HaveF / feedparser

Automatically exported from code.google.com/p/feedparser
Other
0 stars 0 forks source link

Accept header causing an infinite HTTP 302 loop #319

Closed GoogleCodeExporter closed 9 years ago

GoogleCodeExporter commented 9 years ago
What steps will reproduce the problem?
1. Parse this feed directly 
url = 'http://feeds.soundcloud.com/users/2864591-tnwdaily/tracks'
feed = feedparser.parse(url)
Result:  feed is an empty library with the bozo bit flipped.

2. Download the feed to a string then parse again
req = urllib2.Request(url)
response = urllib2.urlopen(req)
sfeed = response.read()
feed2 = feedparser.parse(sfeed)

What is the expected output? What do you see instead?
Expected output:  feed is an empty library with the bozo bit flipped.
Actual output:  feed is parsed perfectly with no issue.

Original issue reported on code.google.com by tpay...@bt-software.net on 6 Jan 2012 at 7:34

GoogleCodeExporter commented 9 years ago
I used wget to prod the server and discovered that it's the Accept header that 
the server is choking on. In particular, the server responds in an infinite 
loop of HTTP 302 responses. The Accept header that feedparser currently sends 
is:

application/atom+xml,application/rdf+xml,application/rss+xml,application/x-netcd
f,application/xml;q=0.9,text/xml;q=0.2,*/*;q=0.1

I don't understand the ramifications of this header, nor do I grok its syntax, 
so I'll have to dig into this a little deeper.

Original comment by kurtmckee on 10 Jan 2012 at 8:21

GoogleCodeExporter commented 9 years ago
After looking into the issue a little further I believe that feedparser is 
behaving just fine and that soundcloud.com is misconfigured.
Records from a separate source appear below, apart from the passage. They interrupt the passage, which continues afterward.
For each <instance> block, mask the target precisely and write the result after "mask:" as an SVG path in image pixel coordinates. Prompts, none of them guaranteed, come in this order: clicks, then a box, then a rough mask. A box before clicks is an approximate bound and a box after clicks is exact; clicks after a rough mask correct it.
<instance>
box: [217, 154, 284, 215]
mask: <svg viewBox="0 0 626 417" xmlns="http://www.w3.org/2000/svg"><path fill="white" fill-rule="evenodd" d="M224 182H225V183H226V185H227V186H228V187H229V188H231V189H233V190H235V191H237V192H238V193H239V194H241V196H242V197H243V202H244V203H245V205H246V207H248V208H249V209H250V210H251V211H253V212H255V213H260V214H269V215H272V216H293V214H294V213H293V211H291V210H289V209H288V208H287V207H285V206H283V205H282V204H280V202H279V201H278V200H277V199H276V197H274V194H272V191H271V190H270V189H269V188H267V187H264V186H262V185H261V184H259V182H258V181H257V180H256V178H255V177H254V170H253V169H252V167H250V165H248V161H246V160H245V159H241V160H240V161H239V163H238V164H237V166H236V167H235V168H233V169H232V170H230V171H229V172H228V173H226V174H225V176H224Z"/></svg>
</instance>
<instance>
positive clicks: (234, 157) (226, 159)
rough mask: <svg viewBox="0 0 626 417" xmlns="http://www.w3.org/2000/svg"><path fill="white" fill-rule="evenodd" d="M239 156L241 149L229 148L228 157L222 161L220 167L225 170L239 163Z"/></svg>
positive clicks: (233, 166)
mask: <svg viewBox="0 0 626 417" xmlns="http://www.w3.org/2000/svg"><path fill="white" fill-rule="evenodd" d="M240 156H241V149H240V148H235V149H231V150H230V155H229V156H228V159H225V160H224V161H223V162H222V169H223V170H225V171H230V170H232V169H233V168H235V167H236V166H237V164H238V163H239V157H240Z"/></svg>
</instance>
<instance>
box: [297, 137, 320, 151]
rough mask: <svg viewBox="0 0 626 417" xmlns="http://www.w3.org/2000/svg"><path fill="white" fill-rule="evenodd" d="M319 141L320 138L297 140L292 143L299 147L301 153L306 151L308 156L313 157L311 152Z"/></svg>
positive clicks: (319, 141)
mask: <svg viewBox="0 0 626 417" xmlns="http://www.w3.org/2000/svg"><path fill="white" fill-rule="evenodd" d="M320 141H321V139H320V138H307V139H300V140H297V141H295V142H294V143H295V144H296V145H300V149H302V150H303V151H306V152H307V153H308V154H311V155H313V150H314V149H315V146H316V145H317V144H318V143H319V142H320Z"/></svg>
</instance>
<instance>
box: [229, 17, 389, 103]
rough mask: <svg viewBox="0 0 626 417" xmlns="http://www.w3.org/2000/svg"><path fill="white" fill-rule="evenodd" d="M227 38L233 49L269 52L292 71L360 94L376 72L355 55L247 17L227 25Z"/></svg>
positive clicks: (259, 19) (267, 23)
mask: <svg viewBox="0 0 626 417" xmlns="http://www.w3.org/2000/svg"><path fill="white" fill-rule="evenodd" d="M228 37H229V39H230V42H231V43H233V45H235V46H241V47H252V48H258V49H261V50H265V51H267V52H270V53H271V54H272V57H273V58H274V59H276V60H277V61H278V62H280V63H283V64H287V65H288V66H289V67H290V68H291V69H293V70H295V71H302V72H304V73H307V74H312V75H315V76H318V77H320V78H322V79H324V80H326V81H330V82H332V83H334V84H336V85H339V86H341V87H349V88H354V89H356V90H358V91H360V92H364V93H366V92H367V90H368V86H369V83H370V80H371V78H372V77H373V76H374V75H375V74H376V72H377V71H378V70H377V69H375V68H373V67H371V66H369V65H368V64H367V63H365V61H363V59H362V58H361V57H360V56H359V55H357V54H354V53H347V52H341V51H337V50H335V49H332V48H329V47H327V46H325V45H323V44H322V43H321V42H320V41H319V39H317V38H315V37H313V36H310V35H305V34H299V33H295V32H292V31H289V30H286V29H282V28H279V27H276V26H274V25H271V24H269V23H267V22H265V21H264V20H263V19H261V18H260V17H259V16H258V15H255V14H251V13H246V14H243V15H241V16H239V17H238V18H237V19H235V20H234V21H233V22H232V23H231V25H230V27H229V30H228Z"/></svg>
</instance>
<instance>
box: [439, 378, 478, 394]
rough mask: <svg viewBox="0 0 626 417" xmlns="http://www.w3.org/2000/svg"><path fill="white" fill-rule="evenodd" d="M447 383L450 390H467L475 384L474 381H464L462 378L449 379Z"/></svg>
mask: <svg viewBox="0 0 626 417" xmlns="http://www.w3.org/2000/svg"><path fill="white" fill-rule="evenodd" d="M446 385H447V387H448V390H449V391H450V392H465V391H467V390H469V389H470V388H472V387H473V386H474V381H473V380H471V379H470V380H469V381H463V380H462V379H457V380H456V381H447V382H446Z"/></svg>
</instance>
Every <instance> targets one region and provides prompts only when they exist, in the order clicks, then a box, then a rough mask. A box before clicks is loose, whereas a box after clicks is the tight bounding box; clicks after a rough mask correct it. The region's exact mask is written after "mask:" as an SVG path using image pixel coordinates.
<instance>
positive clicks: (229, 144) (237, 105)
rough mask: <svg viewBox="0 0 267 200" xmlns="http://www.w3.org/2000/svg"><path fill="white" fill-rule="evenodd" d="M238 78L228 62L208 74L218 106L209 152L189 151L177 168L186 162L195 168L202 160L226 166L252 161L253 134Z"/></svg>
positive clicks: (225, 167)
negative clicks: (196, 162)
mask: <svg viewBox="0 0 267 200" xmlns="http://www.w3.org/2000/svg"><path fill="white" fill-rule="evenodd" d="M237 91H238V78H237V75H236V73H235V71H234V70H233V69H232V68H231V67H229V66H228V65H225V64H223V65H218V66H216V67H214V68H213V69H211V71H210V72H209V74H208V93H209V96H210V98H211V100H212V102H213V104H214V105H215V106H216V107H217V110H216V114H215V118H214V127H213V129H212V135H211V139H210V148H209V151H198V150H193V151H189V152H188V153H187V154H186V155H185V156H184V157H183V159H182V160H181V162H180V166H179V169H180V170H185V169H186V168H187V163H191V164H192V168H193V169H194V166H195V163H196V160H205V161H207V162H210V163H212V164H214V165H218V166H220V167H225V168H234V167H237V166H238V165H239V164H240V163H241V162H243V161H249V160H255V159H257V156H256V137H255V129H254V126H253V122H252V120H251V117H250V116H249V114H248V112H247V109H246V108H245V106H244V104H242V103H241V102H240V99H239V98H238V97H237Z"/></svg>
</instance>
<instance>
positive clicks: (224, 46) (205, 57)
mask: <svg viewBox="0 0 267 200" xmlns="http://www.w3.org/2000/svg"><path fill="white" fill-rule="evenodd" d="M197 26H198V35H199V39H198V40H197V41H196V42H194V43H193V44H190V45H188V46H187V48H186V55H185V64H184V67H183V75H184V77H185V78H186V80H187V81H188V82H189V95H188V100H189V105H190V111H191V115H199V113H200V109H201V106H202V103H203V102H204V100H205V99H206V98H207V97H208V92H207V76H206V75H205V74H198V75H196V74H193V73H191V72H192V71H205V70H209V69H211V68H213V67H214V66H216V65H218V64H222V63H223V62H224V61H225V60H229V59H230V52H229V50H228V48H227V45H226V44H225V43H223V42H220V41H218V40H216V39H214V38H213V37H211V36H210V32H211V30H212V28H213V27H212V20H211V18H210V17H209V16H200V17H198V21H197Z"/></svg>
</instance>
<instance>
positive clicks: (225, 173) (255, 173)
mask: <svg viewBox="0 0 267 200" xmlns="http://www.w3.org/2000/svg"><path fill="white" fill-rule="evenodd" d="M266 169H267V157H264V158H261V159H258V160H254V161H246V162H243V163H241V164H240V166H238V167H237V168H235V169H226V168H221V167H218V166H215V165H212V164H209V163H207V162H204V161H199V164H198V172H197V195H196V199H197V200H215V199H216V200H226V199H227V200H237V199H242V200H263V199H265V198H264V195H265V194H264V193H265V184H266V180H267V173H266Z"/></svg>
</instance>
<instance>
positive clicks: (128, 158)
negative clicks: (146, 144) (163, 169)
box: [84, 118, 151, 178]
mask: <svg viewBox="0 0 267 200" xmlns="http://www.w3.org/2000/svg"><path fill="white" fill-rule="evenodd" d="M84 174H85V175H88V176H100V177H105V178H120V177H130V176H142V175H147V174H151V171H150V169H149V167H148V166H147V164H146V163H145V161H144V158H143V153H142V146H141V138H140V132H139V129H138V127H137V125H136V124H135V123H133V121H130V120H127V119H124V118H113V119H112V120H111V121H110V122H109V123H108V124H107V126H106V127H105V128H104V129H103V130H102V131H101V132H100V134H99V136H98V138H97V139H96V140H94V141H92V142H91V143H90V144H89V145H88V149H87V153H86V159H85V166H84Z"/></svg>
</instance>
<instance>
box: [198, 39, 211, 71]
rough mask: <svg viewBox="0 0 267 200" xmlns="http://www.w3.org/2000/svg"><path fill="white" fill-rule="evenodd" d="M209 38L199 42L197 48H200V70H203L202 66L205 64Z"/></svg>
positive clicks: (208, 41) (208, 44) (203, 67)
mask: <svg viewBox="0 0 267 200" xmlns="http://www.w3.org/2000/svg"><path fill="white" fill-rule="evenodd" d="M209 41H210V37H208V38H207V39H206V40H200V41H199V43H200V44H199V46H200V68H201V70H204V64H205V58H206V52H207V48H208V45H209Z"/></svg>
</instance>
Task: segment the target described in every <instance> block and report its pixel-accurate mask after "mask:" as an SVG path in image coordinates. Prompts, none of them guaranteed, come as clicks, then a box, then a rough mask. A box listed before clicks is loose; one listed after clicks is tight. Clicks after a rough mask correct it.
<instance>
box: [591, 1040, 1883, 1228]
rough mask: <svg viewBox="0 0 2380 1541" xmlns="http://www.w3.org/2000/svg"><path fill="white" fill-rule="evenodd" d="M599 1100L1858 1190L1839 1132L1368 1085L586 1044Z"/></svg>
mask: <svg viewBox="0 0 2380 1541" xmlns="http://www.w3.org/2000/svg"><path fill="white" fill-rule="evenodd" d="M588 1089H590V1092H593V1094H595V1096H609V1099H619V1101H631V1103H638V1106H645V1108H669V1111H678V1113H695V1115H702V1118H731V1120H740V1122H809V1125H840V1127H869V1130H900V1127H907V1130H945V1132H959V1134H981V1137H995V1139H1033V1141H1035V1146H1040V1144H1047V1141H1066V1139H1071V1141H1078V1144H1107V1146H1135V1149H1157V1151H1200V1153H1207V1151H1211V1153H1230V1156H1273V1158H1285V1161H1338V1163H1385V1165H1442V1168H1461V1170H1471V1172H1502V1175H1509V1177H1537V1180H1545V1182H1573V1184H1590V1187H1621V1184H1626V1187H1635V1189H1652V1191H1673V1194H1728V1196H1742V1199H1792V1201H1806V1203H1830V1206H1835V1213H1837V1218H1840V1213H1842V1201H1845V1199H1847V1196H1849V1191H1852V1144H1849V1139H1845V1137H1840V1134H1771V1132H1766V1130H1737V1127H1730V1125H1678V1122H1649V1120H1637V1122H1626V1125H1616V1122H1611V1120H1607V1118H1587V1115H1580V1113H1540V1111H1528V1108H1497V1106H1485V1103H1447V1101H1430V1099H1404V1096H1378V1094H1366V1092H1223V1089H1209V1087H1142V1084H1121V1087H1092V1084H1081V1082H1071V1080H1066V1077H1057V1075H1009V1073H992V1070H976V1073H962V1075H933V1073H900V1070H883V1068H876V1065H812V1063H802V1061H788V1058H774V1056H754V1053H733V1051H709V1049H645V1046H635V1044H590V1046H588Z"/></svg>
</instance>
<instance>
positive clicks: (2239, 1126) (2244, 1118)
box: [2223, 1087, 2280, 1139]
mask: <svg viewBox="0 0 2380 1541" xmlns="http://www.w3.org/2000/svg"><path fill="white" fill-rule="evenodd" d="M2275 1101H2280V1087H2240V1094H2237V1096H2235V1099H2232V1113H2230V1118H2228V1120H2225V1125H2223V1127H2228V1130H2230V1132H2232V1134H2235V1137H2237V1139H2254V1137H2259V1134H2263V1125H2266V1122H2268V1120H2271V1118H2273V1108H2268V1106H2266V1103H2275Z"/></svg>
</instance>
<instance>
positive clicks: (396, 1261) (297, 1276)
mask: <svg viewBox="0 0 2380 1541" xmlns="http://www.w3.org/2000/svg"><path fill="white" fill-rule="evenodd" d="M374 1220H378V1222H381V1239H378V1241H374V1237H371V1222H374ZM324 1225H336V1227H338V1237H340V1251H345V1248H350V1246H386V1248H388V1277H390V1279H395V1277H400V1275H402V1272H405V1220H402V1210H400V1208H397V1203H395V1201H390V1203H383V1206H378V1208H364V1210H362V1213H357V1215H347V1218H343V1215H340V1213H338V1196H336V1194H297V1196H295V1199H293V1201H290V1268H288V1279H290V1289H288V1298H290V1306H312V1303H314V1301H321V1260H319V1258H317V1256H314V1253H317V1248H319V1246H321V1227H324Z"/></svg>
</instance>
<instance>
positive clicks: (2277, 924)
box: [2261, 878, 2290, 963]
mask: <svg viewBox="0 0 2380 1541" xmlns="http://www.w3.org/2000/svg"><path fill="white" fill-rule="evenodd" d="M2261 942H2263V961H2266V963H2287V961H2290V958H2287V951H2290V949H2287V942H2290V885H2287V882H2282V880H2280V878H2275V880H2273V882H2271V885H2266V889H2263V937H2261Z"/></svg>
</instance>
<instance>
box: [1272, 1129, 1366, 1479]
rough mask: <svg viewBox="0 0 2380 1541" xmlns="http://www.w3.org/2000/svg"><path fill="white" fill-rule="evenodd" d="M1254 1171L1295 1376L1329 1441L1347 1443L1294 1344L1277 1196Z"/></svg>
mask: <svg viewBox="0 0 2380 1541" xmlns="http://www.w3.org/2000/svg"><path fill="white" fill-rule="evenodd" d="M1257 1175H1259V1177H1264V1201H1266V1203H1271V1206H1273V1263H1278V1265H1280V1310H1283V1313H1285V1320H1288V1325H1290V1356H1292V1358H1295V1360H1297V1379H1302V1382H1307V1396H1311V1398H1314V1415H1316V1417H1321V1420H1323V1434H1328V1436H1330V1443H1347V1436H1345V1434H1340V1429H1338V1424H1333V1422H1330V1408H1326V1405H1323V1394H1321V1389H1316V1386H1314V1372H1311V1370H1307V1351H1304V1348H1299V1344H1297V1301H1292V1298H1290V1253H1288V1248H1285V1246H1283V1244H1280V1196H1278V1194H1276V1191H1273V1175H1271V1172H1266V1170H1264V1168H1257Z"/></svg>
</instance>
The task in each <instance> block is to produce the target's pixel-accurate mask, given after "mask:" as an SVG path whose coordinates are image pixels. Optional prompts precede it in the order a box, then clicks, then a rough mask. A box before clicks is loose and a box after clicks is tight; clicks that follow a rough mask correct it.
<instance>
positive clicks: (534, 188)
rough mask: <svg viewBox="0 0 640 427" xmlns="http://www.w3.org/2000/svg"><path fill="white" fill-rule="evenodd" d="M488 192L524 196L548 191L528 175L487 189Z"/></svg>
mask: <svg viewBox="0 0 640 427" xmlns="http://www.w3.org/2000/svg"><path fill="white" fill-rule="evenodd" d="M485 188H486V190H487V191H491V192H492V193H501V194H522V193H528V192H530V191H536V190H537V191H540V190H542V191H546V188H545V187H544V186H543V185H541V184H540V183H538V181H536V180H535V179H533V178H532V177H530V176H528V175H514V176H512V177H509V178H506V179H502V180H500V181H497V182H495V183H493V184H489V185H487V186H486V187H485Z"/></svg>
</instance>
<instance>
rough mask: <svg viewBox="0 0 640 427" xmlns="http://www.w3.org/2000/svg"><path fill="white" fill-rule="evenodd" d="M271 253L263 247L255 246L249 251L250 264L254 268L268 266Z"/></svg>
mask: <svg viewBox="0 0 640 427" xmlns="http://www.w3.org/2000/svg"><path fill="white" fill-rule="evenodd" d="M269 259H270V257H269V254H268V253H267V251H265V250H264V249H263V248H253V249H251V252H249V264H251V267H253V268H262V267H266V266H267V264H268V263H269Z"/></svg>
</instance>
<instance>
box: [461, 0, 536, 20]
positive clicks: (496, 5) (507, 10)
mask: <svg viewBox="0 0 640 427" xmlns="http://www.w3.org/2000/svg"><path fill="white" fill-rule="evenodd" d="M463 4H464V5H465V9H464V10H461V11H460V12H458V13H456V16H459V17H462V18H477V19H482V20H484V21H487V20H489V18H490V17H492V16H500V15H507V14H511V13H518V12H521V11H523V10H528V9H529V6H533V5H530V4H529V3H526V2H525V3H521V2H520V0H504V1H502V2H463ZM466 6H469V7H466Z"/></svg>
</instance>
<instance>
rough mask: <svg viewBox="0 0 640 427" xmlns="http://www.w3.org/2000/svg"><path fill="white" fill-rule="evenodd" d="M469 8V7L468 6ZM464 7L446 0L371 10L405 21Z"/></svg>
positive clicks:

In particular, I 
found that if "application/atom+xml" is preferred over "application/rss+xml" 
their server issues an HTTP 302 redirect and enters an infinite loop. If 
"application/atom+xml" is preferred less than "application/rss+xml" -- or is 
not listed at all -- then their server responds as expected. This only occurs 
with the Atom mimetype, so apparently their server is looking for it 
specifically.

I've sent an email to SoundCloud's support team to notify them of the problem. 
To mitigate the problem on your side I recommend customizing the Accept header 
by changing the global variable `feedparser.ACCEPT_HEADER`. You can remove 
"application/atom+xml," at the beginning of the string if you're dealing with 
soundcloud.com.

If you want to contact SoundCloud, the email page I found was at:

http://help.soundcloud.com/customer/portal/emails/new

Original comment by kurtmckee on 11 Jan 2012 at 9:18